Laura has taught collegiate mathematics and holds a master's degree in pure mathematics.

In this lesson, we will learn what it means for a function to be increasing. We will also learn how to determine if a given function is increasing by observing its graph and working with its derivative.

Let's imagine we are out for a walk. We are walking up a hill, and we notice that our height above sea level is increasing as the amount of time we are walking is increasing. If we were to consider our height above sea level, *y*, as a function of the amount of time we are walking, *x*, we would say that *y* is increasing as *x* is increasing while we are on that hill. In mathematics, we would say that when we are walking uphill, our function is an **increasing function**.

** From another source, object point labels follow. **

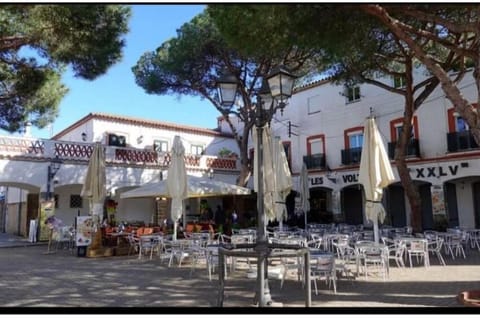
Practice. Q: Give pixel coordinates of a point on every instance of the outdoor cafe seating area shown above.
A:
(338, 252)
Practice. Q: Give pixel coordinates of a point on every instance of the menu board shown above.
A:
(84, 231)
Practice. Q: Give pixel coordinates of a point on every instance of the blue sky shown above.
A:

There are functions that are always increasing. For example, imagine you are at the store and you are buying some baseballs that costs $3 each. Your total cost, call it *c*, is a function of how many baseballs you buy, call it *x*, and can be represented as *c*(*x*) = 3*x*. Notice that your total cost will always go up as the number of baseballs you buy goes up. This function is always increasing. When a function is always increasing, we call it a **strictly increasing function**.

We see why our walking example is not a strictly increasing function. Sometimes the road or trail we are walking on goes uphill, sometimes it goes downhill, and sometimes, it is flat, so this is not strictly increasing if we consider the whole time we are walking. Therefore, we say the function is increasing during the time intervals that we are walking uphill.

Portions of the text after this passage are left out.